Take the converse case, and consider how interesting it would be to come across in some chronicle of the twelfth century a converse point with regard to the treatment of the serf on the land, in the time when serfage was turning into freedom, the converse of our progress from freedom to serfage.
Suppose we were to discover in an old record of a council the King and his wise men, particularly the Bishops, deciding that a lord of the manor might not in future compel his serfs to work off their tenant land during particular hours and on his domain land. Let us suppose that we found in that council one bishop suggesting an amendment, to wit, that where the serf had no land the lord of the manor should have the right to use him during those hours, after the old fashion. Would not we regard such a debate as an extremely interesting example of an historical turning-point? Would we not say: “We have here a strong light thrown upon the transition from servile to free labour. We find an attempt in the King’s Council to maintain the old servile conditions, and it is of great interest to note that the conservative feeling was still so strong that an amendment could still be carried in favour of the old and stricter slavery”?

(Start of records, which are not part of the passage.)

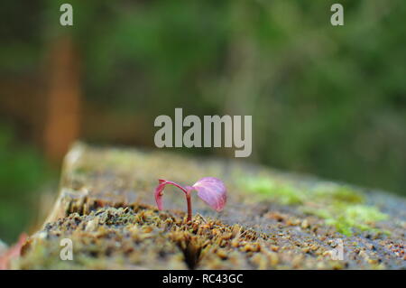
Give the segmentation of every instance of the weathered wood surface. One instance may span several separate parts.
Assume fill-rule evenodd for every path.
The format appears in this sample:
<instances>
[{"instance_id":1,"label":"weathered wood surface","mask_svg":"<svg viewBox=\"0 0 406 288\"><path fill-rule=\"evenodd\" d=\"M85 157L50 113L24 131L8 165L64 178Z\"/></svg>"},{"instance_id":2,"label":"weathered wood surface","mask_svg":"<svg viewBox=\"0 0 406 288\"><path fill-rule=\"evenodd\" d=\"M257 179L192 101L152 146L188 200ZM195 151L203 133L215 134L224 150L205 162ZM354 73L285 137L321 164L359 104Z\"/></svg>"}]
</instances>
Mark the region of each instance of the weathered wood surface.
<instances>
[{"instance_id":1,"label":"weathered wood surface","mask_svg":"<svg viewBox=\"0 0 406 288\"><path fill-rule=\"evenodd\" d=\"M165 211L156 210L158 179L190 185L206 176L226 182L224 211L193 197L187 223L185 199L173 189L165 190ZM352 215L354 223L342 218ZM235 161L77 144L55 207L14 268L405 268L405 200L390 194ZM66 237L72 261L60 258ZM337 239L343 260L331 257Z\"/></svg>"}]
</instances>

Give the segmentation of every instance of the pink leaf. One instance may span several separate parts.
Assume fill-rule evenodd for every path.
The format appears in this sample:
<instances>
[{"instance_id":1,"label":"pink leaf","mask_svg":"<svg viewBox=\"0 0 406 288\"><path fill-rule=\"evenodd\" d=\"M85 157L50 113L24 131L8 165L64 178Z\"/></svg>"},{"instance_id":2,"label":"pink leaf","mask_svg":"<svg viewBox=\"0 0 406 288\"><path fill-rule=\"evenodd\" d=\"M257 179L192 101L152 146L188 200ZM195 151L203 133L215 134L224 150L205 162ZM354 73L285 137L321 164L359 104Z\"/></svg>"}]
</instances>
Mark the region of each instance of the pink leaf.
<instances>
[{"instance_id":1,"label":"pink leaf","mask_svg":"<svg viewBox=\"0 0 406 288\"><path fill-rule=\"evenodd\" d=\"M205 177L198 181L193 189L208 206L221 211L227 200L227 192L223 181L215 177Z\"/></svg>"}]
</instances>

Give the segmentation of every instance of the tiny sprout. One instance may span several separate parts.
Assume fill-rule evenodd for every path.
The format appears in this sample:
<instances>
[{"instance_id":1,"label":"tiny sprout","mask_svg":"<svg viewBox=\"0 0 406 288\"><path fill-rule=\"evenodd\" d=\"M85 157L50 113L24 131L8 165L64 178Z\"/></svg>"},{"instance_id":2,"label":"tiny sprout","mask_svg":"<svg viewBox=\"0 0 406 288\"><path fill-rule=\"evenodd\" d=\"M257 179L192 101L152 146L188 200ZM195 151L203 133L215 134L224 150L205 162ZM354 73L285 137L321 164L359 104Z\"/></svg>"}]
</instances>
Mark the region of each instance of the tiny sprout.
<instances>
[{"instance_id":1,"label":"tiny sprout","mask_svg":"<svg viewBox=\"0 0 406 288\"><path fill-rule=\"evenodd\" d=\"M163 179L159 180L159 185L155 189L155 200L158 209L161 210L163 189L166 184L171 184L180 189L186 196L186 201L188 203L188 221L191 220L192 209L191 209L191 197L190 192L192 190L198 191L198 196L203 200L208 206L217 211L221 211L226 205L227 199L227 192L223 181L215 177L205 177L198 181L193 186L182 187L175 182L166 181Z\"/></svg>"}]
</instances>

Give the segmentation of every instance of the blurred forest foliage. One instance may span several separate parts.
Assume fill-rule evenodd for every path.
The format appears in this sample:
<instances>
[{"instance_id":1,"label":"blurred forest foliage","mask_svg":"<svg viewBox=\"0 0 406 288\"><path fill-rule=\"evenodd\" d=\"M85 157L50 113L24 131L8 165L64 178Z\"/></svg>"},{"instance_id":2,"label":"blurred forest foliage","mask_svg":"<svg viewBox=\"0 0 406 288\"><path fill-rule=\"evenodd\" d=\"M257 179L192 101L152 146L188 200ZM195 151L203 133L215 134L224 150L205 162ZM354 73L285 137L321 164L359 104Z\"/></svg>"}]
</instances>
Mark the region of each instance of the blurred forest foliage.
<instances>
[{"instance_id":1,"label":"blurred forest foliage","mask_svg":"<svg viewBox=\"0 0 406 288\"><path fill-rule=\"evenodd\" d=\"M74 7L72 27L60 25L66 2ZM0 121L12 125L0 130L0 155L8 159L0 163L0 238L15 237L9 213L26 221L14 209L49 174L42 168L48 158L32 151L47 155L41 135L58 119L42 119L49 113L38 103L55 74L47 67L60 39L71 39L78 62L65 68L78 79L56 86L80 88L72 92L72 115L79 114L72 137L153 147L154 118L175 107L252 115L250 161L405 195L406 3L342 0L345 25L333 27L336 2L3 3ZM60 135L47 139L62 139L68 128L52 129ZM13 137L24 145L10 150L5 143Z\"/></svg>"}]
</instances>

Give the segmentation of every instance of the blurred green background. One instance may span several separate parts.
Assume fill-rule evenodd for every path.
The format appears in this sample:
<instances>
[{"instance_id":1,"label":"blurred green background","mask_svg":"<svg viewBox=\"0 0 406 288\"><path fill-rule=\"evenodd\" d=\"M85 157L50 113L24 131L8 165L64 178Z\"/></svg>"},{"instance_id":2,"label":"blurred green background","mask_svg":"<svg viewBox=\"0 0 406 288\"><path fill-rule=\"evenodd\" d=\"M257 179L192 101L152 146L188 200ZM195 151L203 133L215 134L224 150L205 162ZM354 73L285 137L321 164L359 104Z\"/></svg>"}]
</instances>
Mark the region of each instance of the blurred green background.
<instances>
[{"instance_id":1,"label":"blurred green background","mask_svg":"<svg viewBox=\"0 0 406 288\"><path fill-rule=\"evenodd\" d=\"M75 139L153 147L175 107L252 115L250 162L405 195L406 3L339 1L337 27L333 3L2 3L0 239L32 224Z\"/></svg>"}]
</instances>

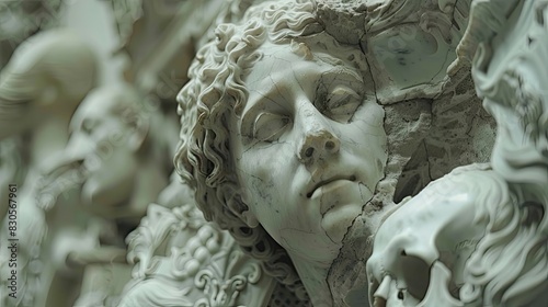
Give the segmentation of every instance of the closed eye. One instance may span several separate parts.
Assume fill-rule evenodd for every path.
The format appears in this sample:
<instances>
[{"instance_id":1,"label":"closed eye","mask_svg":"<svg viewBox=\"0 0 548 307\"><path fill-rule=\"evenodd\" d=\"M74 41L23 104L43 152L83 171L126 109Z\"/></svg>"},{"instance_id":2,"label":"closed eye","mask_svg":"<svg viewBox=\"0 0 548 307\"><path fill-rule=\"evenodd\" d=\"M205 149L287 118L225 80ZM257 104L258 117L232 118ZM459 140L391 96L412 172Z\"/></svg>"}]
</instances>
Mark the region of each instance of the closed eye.
<instances>
[{"instance_id":1,"label":"closed eye","mask_svg":"<svg viewBox=\"0 0 548 307\"><path fill-rule=\"evenodd\" d=\"M274 141L279 138L289 125L289 117L274 113L261 113L253 124L253 139L258 141Z\"/></svg>"}]
</instances>

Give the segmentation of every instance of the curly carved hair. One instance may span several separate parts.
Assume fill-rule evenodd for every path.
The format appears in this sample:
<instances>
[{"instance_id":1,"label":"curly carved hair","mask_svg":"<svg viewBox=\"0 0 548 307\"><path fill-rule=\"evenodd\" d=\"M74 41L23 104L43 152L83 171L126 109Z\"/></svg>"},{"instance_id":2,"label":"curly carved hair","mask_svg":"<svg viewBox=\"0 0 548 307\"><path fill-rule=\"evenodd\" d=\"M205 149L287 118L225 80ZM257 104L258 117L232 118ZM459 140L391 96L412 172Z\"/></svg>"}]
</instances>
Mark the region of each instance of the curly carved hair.
<instances>
[{"instance_id":1,"label":"curly carved hair","mask_svg":"<svg viewBox=\"0 0 548 307\"><path fill-rule=\"evenodd\" d=\"M300 299L307 294L287 252L262 226L249 228L238 217L247 205L231 164L228 126L247 102L243 78L261 58L258 48L266 41L287 44L322 31L312 1L252 7L241 23L217 27L217 38L198 50L190 68L191 81L178 96L182 129L175 168L195 184L198 207L206 219L228 229L248 253L263 262L270 275Z\"/></svg>"}]
</instances>

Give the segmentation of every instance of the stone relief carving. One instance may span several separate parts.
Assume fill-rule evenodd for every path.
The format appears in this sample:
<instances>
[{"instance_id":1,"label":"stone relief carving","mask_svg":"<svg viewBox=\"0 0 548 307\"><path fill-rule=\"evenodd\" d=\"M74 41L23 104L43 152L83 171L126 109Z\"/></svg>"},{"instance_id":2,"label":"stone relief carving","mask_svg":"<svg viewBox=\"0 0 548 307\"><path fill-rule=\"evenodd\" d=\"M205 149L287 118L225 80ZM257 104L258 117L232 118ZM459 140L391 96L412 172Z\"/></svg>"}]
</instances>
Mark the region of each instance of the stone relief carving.
<instances>
[{"instance_id":1,"label":"stone relief carving","mask_svg":"<svg viewBox=\"0 0 548 307\"><path fill-rule=\"evenodd\" d=\"M544 306L545 0L112 4L128 84L2 68L2 304Z\"/></svg>"},{"instance_id":2,"label":"stone relief carving","mask_svg":"<svg viewBox=\"0 0 548 307\"><path fill-rule=\"evenodd\" d=\"M34 201L34 193L41 173L67 143L71 113L96 83L96 58L85 42L69 30L58 29L42 32L21 44L1 71L0 134L1 147L5 149L2 151L7 155L0 167L2 181L20 185L20 202L25 204L18 216L21 291L16 299L2 292L1 299L7 306L38 306L36 302L45 300L36 284L39 263L34 260L44 243L47 221ZM8 155L20 158L10 159ZM18 171L11 172L13 168ZM8 227L7 192L0 193L2 227ZM1 234L5 239L7 231ZM5 276L8 259L2 248L0 266ZM46 284L48 277L45 277ZM1 282L4 287L5 282Z\"/></svg>"}]
</instances>

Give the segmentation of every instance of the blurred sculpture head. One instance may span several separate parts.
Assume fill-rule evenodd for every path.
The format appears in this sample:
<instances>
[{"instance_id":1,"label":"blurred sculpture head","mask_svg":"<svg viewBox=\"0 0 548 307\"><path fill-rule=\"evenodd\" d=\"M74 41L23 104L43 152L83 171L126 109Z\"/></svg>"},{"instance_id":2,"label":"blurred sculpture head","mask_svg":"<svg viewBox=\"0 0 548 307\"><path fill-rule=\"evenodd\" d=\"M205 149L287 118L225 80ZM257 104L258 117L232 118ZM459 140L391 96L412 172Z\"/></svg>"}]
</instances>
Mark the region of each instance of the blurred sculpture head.
<instances>
[{"instance_id":1,"label":"blurred sculpture head","mask_svg":"<svg viewBox=\"0 0 548 307\"><path fill-rule=\"evenodd\" d=\"M32 36L0 72L0 139L48 115L70 116L96 81L96 57L75 33L58 29Z\"/></svg>"}]
</instances>

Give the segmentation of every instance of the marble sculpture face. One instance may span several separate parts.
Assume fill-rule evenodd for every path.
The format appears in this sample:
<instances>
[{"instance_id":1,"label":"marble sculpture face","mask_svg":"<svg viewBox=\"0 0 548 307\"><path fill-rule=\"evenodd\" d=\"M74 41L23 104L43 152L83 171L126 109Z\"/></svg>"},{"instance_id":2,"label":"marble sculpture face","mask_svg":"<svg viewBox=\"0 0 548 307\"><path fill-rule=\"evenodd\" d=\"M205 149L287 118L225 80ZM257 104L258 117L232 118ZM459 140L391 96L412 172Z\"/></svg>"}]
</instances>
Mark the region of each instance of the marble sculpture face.
<instances>
[{"instance_id":1,"label":"marble sculpture face","mask_svg":"<svg viewBox=\"0 0 548 307\"><path fill-rule=\"evenodd\" d=\"M117 100L107 90L92 92L70 123L68 151L82 159L82 195L90 205L118 205L133 189L139 137L135 118L113 111Z\"/></svg>"},{"instance_id":2,"label":"marble sculpture face","mask_svg":"<svg viewBox=\"0 0 548 307\"><path fill-rule=\"evenodd\" d=\"M384 111L365 99L373 86L350 61L326 60L334 58L316 46L313 59L289 45L259 52L230 127L248 224L260 223L289 252L329 251L383 178Z\"/></svg>"}]
</instances>

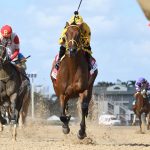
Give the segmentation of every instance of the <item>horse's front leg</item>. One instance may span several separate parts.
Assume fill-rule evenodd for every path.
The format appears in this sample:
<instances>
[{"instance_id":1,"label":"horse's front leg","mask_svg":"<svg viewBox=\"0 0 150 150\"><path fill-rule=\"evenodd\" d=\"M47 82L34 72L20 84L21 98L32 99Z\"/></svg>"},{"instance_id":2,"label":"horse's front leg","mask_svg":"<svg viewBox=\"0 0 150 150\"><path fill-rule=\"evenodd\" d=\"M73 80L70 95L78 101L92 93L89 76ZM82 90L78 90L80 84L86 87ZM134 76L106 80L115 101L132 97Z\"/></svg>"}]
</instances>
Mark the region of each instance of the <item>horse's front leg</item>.
<instances>
[{"instance_id":1,"label":"horse's front leg","mask_svg":"<svg viewBox=\"0 0 150 150\"><path fill-rule=\"evenodd\" d=\"M16 109L16 101L17 101L17 93L14 93L10 96L10 102L11 102L11 123L12 124L17 124L18 120L18 110Z\"/></svg>"},{"instance_id":2,"label":"horse's front leg","mask_svg":"<svg viewBox=\"0 0 150 150\"><path fill-rule=\"evenodd\" d=\"M68 134L70 132L69 121L71 118L71 116L66 116L66 105L68 99L66 99L64 95L61 95L59 99L60 99L60 107L61 107L60 120L63 122L62 125L63 133Z\"/></svg>"},{"instance_id":3,"label":"horse's front leg","mask_svg":"<svg viewBox=\"0 0 150 150\"><path fill-rule=\"evenodd\" d=\"M80 103L81 103L81 123L80 123L80 130L78 132L78 138L84 139L86 137L86 123L85 117L88 116L88 107L91 96L88 91L85 91L83 94L80 94Z\"/></svg>"},{"instance_id":4,"label":"horse's front leg","mask_svg":"<svg viewBox=\"0 0 150 150\"><path fill-rule=\"evenodd\" d=\"M134 113L132 125L134 126L135 124L136 124L136 114Z\"/></svg>"}]
</instances>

That would be an exact converse parallel to what went on in the House of Commons upon the Friday afternoon, June 18, 1920. The attempt to keep the serf to his old servile labour was bound to be defeated because things were moving forward. But the exceptional point made in the debate would throw light upon the stage which the transition had reached. It was the moment when the memory of slavery still lingered and when the serf was not yet a peasant. So does this little debate (in the House of Commons of all places!) throw light upon the stage which we have reached in our transition from free labour to servile labour. There is still a memory of full freedom and free exceptions struggling to survive in our industrial society as it slowly builds up the slave-conquered.
For, we must make no error, the whole story of our time in industrial civilisation is the story of a reversion. The gradual achievement of freedom, the work of the Catholic Church for centuries, is now, where its influence has declined, in process of reaction, and we are returning to the establishment of the Servile State.
I shall be interested, by the way, to see the comments of the chief capitalist interests on this comic interlude. I have already noted the howl of indignation in Cadbury’s Press: the Amendment is denounced as “reactionary.” A fierce indignation inspires the writers employed upon this brief. They feel it intolerable that a free man should buy and sell at his own hours. They are already calling out for the Government to intervene—which it will.
I have not yet seen the other official papers of capitalism. They will undoubtedly join the chorus, but I look forward with some pleasure to reading their comments.